How to extract URLs in PDF?

Forum for the PDF-XChange Editor - Free and Licensed Versions

Moderators: PDF-XChange Support, Daniel - PDF-XChange, Chris - PDF-XChange, Sean - PDF-XChange, Paul - PDF-XChange, Vasyl - PDF-XChange, Ivan - Tracker Software, Stefan - PDF-XChange

netsonicyxf
User
Posts: 98
Joined: Sun Jul 01, 2012 2:19 pm

How to extract URLs in PDF?

Post by netsonicyxf »

The PDF is attached.
2021-RADBUG-Virtual-Meeting.pdf
You do not have the required permissions to view the files attached to this post.
User avatar
rakunavi
User
Posts: 1823
Joined: Sat Sep 11, 2021 5:04 am

Re: How to extract URLs in PDF?

Post by rakunavi »

Hi netsonicyxf,

If the document is not secured, all link information can be exported as an XFDF file using "Export Links..." in the Options menu of the Links pane.
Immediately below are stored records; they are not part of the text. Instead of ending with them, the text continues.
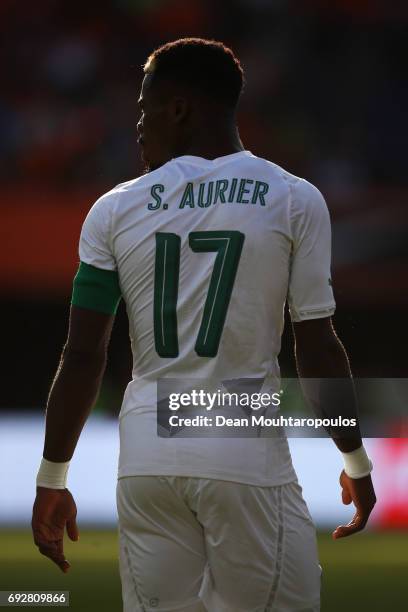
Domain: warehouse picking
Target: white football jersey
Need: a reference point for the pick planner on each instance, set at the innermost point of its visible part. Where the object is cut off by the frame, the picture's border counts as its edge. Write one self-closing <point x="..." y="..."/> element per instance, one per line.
<point x="208" y="252"/>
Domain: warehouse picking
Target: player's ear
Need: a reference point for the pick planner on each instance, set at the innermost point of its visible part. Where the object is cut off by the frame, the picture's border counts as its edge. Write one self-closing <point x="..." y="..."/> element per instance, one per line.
<point x="180" y="109"/>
A Feature Request has already been issued, but currently the only way is to process the XFDF file in the user's preferred way.

Best regards,
rakunavi
TOP desires for PDFXCE
forum.pdf-xchange.com/viewtopic.php?t=39665 LassoTool
forum.pdf-xchange.com/viewtopic.php?t=38554 CmtGarbled
forum.pdf-xchange.com/viewtopic.php?t=37353 FulScrMultiMon
forum.pdf-xchange.com/viewtopic.php?t=41002 DisableTouchSelect
netsonicyxf
User
Posts: 98
Joined: Sun Jul 01, 2012 2:19 pm

Re: How to extract URLs in PDF?

Post by netsonicyxf »

Hi rakunavi,

Thank you. But How do I get all these links (as text)?

Best regards
User avatar
Stefan - PDF-XChange
Site Admin
Posts: 19913
Joined: Mon Jan 12, 2009 8:07 am

Re: How to extract URLs in PDF?

Post by Stefan - PDF-XChange »

Hello netsonicyxf,

You can not currently do that. Once the feature request from the other topic is done, and the feature added to the Editor you would be able to export to other file formats than .fdf /.xfdf.

Kind regards,
Stefan
User avatar
rakunavi
User
Posts: 1823
Joined: Sat Sep 11, 2021 5:04 am

Re: How to extract URLs in PDF?

Post by rakunavi »

Hi netsonicyxf,

With all due respect, I have no way to know what you don't understand, so it's difficult for me to comment. Even if it were clear, it might be difficult in this forum to give you hands-on advice on how to operate after outputting with XFDF, since the forum rules prohibit comments that are not directly related to Tracker-Software's products.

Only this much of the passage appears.